Yesterday I pulled a 20.3 mile day to get to Cosby Knob shelter. The terrain was pretty easy all day, lots of ridge walking with a few major ups. Some beautiful views though–the panoramic view from Charlies Bunion was one of the best I’ve seen yet on my hike. The crowd at Cosby was fun. Some kids from a wilderness therapy school were in for a section hike, and I bonded with their group leader over DC hardcore (he moved away to work at this school about 5 years ago). Met some other hikers whose names I’ve been seeing in the registers.

Cosby Knob Shelter

Today’s hike was beautiful. The forecast was 30% chance of rain, and there was one big up in the morning that put me in the middle of the rain cloud. I was too high (5000 feet) to get rained on, but the water vapor managed to get me a little damp. I made it to the northern boundary of the national park around 10:30 and got some wonderful trail magic from a group of women who are all members of the Retired Citizens of the Smokies hiking club. I was the first hiker they had seen that morning, so they all screamed when they saw me coming down the trail and showered me with fresh fruit, orange juice, home made sweets and chips. Wonderful women. The rest of the hike in to Standing Bear Farm was easy, making it a 10.5 mile day.

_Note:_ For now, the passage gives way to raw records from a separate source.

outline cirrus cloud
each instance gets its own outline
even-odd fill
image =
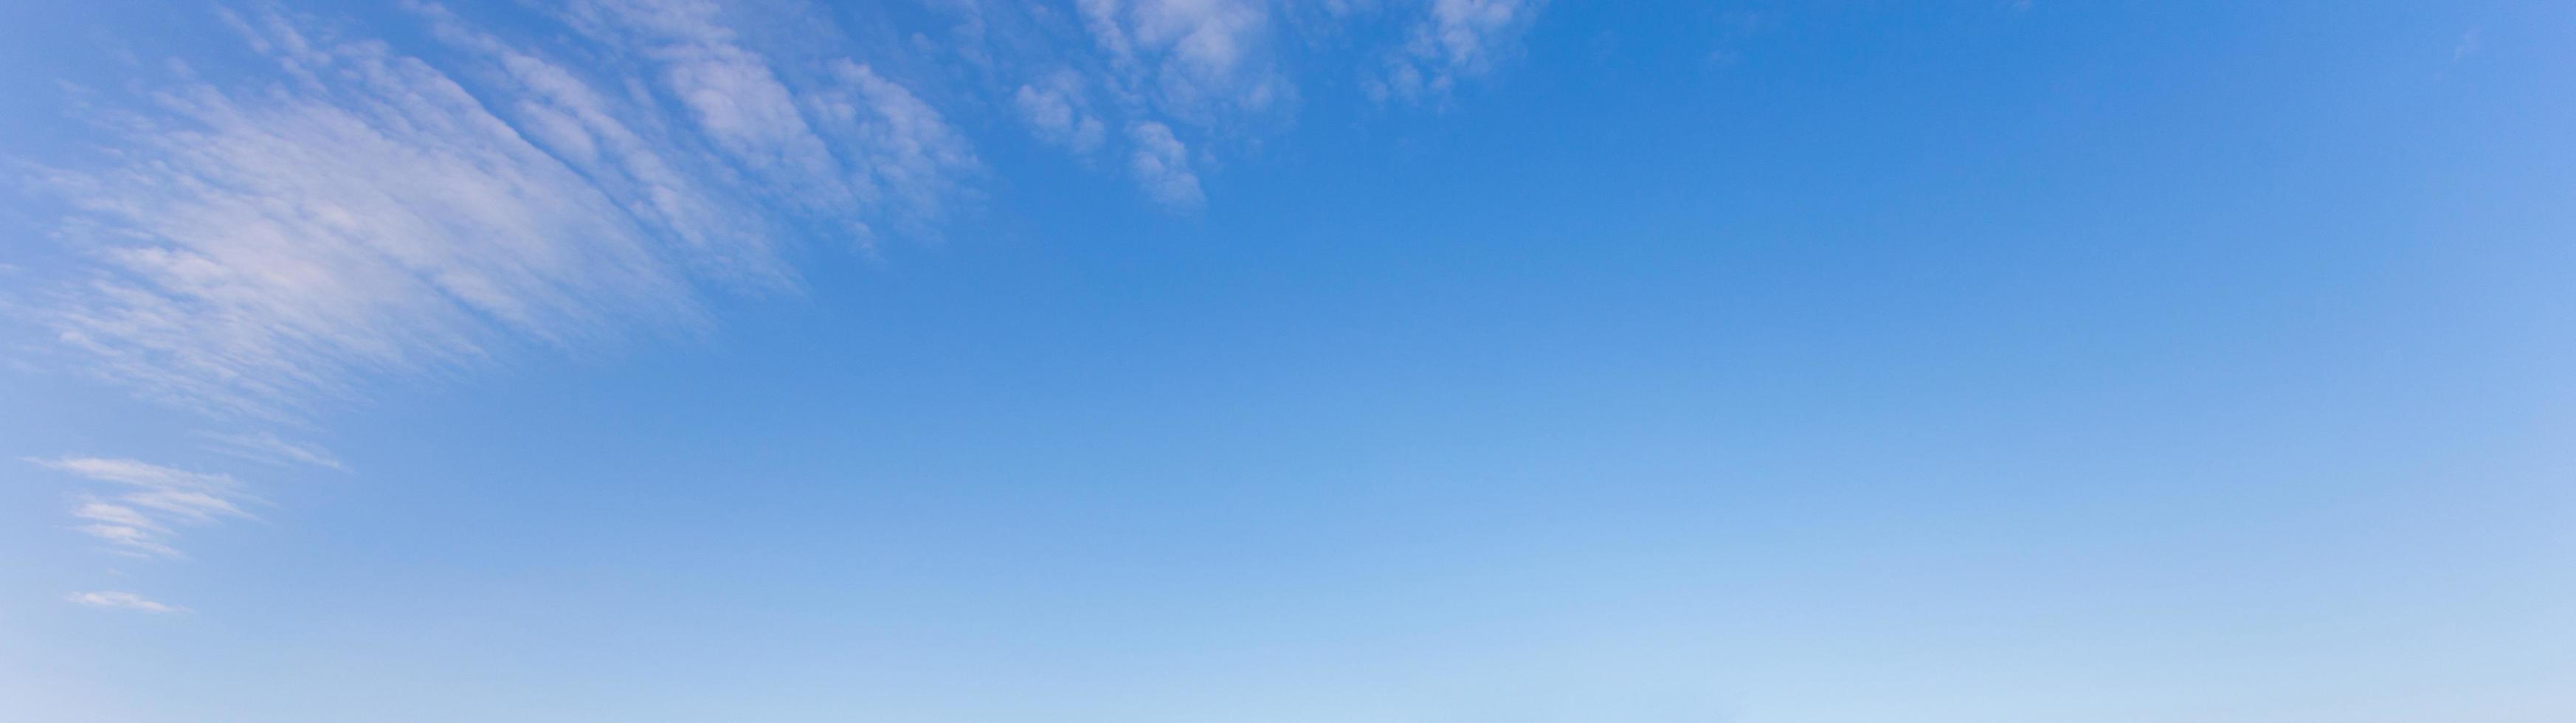
[[[163,614],[188,611],[187,608],[157,602],[151,598],[130,592],[118,592],[114,590],[76,592],[63,596],[63,599],[80,605],[111,610],[135,610],[140,612]]]
[[[105,376],[218,416],[293,418],[366,382],[704,323],[792,283],[790,228],[925,228],[977,161],[846,59],[787,85],[705,5],[622,2],[588,68],[423,5],[453,68],[309,19],[227,14],[277,80],[182,73],[105,113],[117,152],[41,182],[96,273],[40,304]]]
[[[242,505],[255,503],[258,498],[245,492],[232,475],[104,457],[27,461],[119,490],[105,497],[82,493],[72,508],[73,519],[81,521],[74,529],[107,543],[108,549],[117,554],[183,558],[186,555],[170,544],[176,528],[227,519],[258,519],[242,509]]]
[[[743,23],[776,7],[709,0],[573,0],[515,33],[403,7],[392,22],[426,32],[391,36],[417,46],[219,9],[249,67],[172,58],[131,92],[71,93],[99,152],[19,168],[69,209],[55,236],[76,262],[0,263],[13,287],[0,308],[71,368],[217,426],[302,436],[388,384],[708,328],[724,295],[796,289],[799,247],[934,237],[992,173],[978,120],[1191,212],[1220,159],[1290,125],[1312,65],[1358,68],[1380,101],[1445,97],[1510,52],[1539,6],[946,0],[933,14],[955,22],[947,48],[919,33],[850,43],[827,19]],[[1299,52],[1348,37],[1380,42]],[[271,431],[198,446],[349,470]],[[72,495],[70,514],[122,555],[184,557],[180,531],[264,504],[227,474],[30,461],[105,486]]]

This place is great–very rustic. Just a hostel in the middle of the woods. The whole place is self-serve; you keep a running tab of what food you take from the pantry and pay in the morning. It’s early yet, so I’ll just rest up here for the evening and try and figure out what to do with the HUGE box of food my parents sent here. Should be in Hot Springs by Monday.